Reviewers of Marilyn Johnston’s first poetry collection, Silk Fist Songs, have been enthusiastic. Clare Rossini has said, “How is it that death, its brutal emptying out, provokes our ripest understandings; that grief, like poetic form, conditions and frees the heart into song? These are the mysteries at the heart of Marilyn Johnston’s beautifully realized collection, which was begotten in the loss of a father and brother. But how much life is in these poems, in their depiction of family, of childhood memory, of evolving love…! Ms. Johnston’s sensibility has all the lush realism of one of those wonderful 17th Century Dutch portrait painters: one wants to reach out and touch the page-become-canvas, so vividly do these poems embody their characters. But—another mystery—it’s her verbal precision that produces the allusiveness of Ms. Johnston’s music, allowing the poems to pierce through to the great powers see-sawing through our lives. In one poem she tells of the painstaking care with which the “Lord of Broken Things” would restore salvaged items ‘by hand, or mind, or magic.’ I say, praise that Lord, patron deity of this meticulously crafted and profoundly moving book.” For his part, Doug Anderson has commented that “Marilyn Johnston’s poems are written exactly where feeling becomes language, as if conceived in that moment just before sleep when we let down our guard and open to our own wholeness. They are beautifully crafted, but even more importantly, the poet has been relentless in her avoidance of the false note. These poems are true, and human, and ones you’ll want to live with. This is a very strong first book.”

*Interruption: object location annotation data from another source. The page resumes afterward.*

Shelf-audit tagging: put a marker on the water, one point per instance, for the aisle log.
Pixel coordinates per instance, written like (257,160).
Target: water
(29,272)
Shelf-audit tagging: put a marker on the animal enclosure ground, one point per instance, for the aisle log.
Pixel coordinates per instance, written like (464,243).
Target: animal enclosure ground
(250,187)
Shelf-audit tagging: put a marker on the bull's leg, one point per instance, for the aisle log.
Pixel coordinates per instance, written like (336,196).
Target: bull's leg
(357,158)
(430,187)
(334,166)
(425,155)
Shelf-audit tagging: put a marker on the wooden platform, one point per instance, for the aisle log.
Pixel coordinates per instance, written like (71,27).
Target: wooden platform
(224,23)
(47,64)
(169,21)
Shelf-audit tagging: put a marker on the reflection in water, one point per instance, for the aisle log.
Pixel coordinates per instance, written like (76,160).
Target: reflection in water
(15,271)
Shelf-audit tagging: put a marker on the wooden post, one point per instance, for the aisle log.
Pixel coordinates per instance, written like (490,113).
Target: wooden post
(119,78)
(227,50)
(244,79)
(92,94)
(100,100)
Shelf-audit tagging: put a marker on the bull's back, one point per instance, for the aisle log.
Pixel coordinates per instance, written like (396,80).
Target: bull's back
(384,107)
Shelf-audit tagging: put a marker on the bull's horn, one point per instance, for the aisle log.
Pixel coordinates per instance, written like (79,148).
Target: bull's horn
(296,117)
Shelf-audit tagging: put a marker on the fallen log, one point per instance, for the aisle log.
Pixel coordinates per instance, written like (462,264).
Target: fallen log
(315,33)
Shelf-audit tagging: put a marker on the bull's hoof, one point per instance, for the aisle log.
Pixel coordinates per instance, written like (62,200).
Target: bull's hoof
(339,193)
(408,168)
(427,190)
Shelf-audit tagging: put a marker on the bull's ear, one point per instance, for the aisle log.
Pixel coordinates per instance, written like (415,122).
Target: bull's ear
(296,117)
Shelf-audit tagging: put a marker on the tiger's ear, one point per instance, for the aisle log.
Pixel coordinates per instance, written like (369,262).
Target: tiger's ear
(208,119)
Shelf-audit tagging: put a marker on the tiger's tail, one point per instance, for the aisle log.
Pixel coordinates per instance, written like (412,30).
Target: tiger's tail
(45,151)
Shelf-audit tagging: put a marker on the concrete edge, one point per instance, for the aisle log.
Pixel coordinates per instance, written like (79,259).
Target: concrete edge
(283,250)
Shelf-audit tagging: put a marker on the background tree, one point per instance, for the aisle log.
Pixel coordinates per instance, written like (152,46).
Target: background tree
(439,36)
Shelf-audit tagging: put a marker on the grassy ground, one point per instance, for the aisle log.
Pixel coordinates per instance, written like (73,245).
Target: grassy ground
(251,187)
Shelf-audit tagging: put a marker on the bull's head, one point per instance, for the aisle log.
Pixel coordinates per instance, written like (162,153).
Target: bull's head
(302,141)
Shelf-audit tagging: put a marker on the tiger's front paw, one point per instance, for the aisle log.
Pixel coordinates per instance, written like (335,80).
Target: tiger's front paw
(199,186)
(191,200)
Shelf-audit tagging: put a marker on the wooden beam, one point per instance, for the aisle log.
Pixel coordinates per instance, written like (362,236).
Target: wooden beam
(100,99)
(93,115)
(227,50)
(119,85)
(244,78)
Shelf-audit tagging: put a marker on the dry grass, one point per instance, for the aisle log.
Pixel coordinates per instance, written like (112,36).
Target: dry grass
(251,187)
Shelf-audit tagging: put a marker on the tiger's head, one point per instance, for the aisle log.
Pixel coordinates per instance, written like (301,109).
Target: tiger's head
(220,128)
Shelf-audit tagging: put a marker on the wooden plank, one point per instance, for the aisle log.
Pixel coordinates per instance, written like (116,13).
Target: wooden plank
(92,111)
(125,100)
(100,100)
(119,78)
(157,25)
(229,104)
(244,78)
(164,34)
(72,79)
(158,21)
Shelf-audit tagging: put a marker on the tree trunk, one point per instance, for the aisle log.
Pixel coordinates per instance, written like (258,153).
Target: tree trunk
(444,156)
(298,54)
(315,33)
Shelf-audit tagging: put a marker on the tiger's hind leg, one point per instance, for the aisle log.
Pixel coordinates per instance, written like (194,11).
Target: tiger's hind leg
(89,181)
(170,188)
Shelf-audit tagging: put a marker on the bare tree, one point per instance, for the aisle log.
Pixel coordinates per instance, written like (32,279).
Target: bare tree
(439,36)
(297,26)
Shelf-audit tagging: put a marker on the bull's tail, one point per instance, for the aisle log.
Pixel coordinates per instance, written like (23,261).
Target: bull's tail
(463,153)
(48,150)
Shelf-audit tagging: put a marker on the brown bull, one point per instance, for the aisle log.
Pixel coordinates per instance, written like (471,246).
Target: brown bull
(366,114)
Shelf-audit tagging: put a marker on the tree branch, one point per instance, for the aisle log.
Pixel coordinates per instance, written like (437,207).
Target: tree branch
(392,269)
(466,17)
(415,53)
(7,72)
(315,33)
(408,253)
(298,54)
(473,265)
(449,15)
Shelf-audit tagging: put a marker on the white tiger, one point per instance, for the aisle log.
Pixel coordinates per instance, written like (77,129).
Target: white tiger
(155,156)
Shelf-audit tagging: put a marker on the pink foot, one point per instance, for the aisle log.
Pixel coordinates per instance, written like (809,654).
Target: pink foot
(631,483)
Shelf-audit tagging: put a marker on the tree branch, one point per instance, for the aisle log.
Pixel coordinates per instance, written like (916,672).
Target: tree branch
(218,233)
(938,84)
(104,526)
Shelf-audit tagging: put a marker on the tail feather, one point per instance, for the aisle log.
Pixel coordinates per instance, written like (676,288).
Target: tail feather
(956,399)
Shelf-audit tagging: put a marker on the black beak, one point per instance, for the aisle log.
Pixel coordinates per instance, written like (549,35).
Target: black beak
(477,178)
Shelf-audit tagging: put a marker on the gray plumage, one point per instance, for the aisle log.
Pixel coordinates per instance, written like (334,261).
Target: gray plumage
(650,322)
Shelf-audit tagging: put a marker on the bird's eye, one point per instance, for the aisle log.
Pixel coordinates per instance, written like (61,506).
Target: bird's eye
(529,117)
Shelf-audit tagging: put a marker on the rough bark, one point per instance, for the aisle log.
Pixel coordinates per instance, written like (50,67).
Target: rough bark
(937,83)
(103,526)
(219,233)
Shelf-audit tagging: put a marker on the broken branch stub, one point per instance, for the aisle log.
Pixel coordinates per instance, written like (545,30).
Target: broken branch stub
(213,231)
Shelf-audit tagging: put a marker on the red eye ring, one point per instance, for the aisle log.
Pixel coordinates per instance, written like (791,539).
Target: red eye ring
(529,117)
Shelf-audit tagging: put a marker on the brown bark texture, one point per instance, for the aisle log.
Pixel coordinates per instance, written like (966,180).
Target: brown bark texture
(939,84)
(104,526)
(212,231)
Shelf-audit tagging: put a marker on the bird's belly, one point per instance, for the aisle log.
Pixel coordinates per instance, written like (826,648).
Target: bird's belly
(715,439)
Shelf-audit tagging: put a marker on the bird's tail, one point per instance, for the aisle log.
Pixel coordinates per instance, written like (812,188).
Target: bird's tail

Marilyn E. Johnston was born and raised in Hartford in a lineage of Connecticut Irish farmers on her mother’s side and Illinois Finnish immigrants on her father‘s. Recipient of an MA in English from Trinity College, for many years she pursued a career in insurance communications, a career she abandoned in order to concentrate on the writing of poetry. In the past decade, her work has received five Pushcart Prize nominations and has appeared in numerous literary journals including The Worcester Review, Atlanta Review, South Carolina Review, and Poet Lore. Her chapbook Against Disappearance was published as finalist for the 2001 Redgreene Press Poetry Prize. Commitments to poetry and to community have led her to work in the Bloomfield Public Library, where she directs a poetry series presenting area writers to an ever-expanding audience. With her husband, Ray, she lives on an old farm in Bloomfield, Connecticut.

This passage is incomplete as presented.